People have been sending out valentines for hundreds of years, but how did the tradition begin? And why do we hand the cards out on February 14? I dug into the history of this holiday tradition to find out.

According to the Encyclopedia Britannica, Valentine’s Day cards were one of the first commercial greeting cards ever made, but the holiday wasn’t made official until well after St. Valentine penned his love letter. In 498, Pope Gelasius declared February 14 as St. Valentine’s Day in honor of St. Valentine himself, the patron saint of love. A few hundred years later, the tradition really took off. In the early 1800s, paper valentines were being produced in factories in England.
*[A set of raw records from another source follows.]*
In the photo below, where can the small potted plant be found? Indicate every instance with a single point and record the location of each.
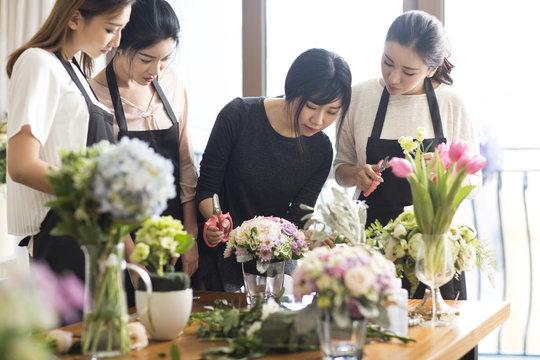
(157, 242)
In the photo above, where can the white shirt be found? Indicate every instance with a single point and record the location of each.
(41, 94)
(405, 113)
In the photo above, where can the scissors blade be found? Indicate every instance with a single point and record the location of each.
(216, 208)
(382, 167)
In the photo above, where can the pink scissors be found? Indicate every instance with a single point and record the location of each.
(217, 219)
(382, 166)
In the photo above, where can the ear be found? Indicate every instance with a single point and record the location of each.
(75, 21)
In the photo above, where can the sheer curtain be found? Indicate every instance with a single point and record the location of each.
(19, 20)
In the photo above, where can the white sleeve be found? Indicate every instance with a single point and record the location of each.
(34, 94)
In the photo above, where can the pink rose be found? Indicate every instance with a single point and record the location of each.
(457, 149)
(476, 163)
(400, 167)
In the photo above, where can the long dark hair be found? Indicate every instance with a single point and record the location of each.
(425, 34)
(319, 76)
(151, 21)
(54, 32)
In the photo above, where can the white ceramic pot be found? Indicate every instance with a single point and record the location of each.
(169, 311)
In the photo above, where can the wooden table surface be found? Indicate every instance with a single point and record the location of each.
(476, 319)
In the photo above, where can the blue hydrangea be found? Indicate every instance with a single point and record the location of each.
(132, 181)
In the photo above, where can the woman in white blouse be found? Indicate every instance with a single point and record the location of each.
(52, 107)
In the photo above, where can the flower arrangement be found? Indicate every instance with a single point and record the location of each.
(343, 219)
(399, 240)
(31, 303)
(352, 282)
(266, 238)
(103, 192)
(259, 329)
(157, 242)
(437, 185)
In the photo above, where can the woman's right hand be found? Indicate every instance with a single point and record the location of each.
(214, 235)
(366, 175)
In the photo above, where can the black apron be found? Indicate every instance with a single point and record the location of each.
(63, 253)
(164, 141)
(389, 198)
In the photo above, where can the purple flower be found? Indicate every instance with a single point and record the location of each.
(288, 228)
(265, 254)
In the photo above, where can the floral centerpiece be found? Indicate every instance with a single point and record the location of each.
(266, 238)
(351, 282)
(343, 219)
(437, 185)
(158, 241)
(399, 240)
(166, 312)
(103, 192)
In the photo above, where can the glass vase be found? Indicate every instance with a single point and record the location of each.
(341, 342)
(266, 285)
(105, 332)
(434, 267)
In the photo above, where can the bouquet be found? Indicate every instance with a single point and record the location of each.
(352, 282)
(437, 185)
(399, 240)
(343, 219)
(103, 192)
(159, 240)
(266, 238)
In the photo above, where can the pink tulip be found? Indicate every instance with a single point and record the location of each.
(476, 163)
(457, 149)
(401, 167)
(443, 149)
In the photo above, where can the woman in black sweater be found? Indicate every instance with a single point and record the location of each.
(266, 156)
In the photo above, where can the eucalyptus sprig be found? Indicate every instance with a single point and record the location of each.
(343, 218)
(253, 332)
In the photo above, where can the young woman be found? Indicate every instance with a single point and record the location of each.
(413, 92)
(266, 156)
(149, 102)
(52, 107)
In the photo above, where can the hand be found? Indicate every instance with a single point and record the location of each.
(214, 235)
(190, 260)
(366, 175)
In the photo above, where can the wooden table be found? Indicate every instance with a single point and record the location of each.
(476, 320)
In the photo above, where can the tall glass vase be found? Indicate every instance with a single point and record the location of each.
(337, 341)
(105, 332)
(267, 284)
(434, 267)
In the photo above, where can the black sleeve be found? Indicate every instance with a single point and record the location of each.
(215, 158)
(310, 191)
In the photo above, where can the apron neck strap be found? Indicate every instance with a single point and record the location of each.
(433, 110)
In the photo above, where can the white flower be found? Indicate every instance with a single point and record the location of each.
(137, 336)
(60, 340)
(168, 243)
(358, 281)
(399, 230)
(256, 326)
(270, 307)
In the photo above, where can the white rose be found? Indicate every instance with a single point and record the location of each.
(358, 281)
(137, 336)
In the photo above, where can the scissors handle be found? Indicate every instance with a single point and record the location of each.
(374, 183)
(217, 220)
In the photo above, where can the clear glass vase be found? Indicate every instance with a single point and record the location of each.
(105, 332)
(266, 285)
(341, 342)
(434, 267)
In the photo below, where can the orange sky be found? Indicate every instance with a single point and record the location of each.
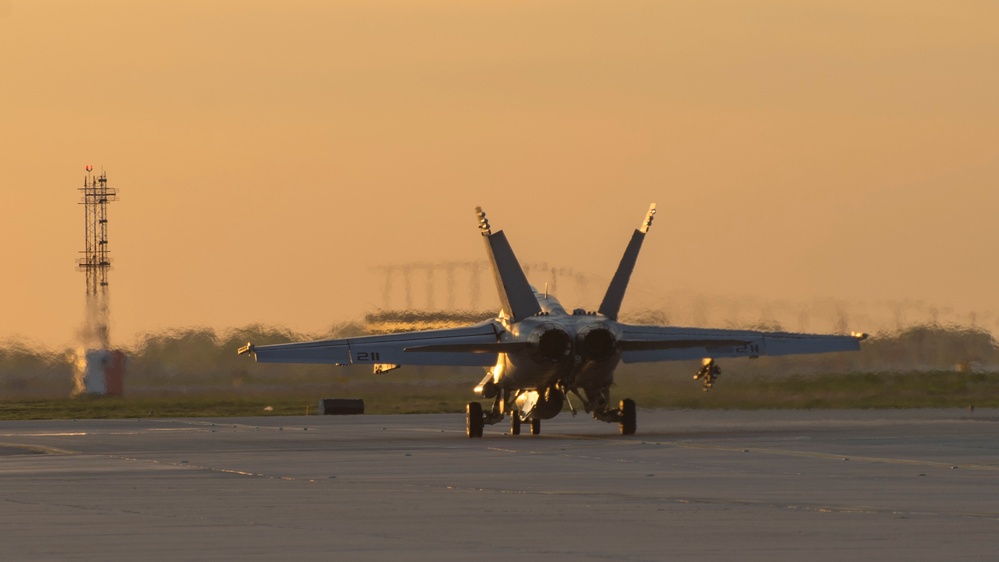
(270, 154)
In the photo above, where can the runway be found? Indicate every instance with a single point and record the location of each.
(691, 485)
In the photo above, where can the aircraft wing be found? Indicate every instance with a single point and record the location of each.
(476, 345)
(661, 343)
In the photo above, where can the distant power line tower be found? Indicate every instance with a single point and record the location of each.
(95, 261)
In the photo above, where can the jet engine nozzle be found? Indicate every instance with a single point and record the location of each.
(553, 343)
(598, 344)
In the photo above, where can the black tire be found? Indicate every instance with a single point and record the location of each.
(629, 422)
(473, 419)
(514, 423)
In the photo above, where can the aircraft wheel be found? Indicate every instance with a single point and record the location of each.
(515, 423)
(473, 419)
(628, 417)
(535, 427)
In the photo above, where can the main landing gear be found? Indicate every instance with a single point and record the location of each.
(625, 416)
(473, 419)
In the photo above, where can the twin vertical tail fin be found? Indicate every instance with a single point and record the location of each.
(516, 294)
(611, 305)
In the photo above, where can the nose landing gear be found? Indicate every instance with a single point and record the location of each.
(709, 372)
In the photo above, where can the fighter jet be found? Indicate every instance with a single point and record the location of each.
(538, 356)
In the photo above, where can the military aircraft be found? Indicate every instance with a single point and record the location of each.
(538, 356)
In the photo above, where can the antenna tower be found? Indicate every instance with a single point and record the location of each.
(95, 261)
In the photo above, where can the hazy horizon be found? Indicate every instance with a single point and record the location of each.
(270, 157)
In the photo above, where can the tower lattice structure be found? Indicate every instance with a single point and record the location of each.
(96, 260)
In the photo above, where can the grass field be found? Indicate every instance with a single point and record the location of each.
(868, 390)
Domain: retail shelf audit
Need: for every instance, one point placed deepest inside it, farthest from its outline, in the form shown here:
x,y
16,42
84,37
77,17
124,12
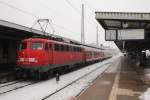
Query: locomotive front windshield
x,y
36,46
23,46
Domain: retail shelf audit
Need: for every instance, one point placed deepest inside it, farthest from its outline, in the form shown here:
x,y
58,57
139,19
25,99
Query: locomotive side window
x,y
36,46
56,47
46,46
23,46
The cards were made with lace, ribbons, and paint, and often had phrases or poems handwritten on the front. The Museum of London estimates that by 1825, 200,000 Valentine’s Day cards were given each year in London alone. After the invention of the penny postal service in 1840 (what would become modern-day postage stamps), the number had doubled. By 1871, 1.2 million cards had been processed by the General Post Office of London. Around 1850, the tradition had crossed the Atlantic. A female artist named Esther Howland from Worcester, Massachusetts, was the first to create and produce valentines in America. By the early 1900s, a man named J.C. Hall was selling Valentine’s Day postcards from Kansas City, Missouri. In 1910, Hall founded Hallmark Cards, Inc. and added greeting cards to his inventory in 1912. The company’s first printed Valentine’s Day cards appeared on store shelves in 1916, and the Valentine’s Day tradition we know and love today was born.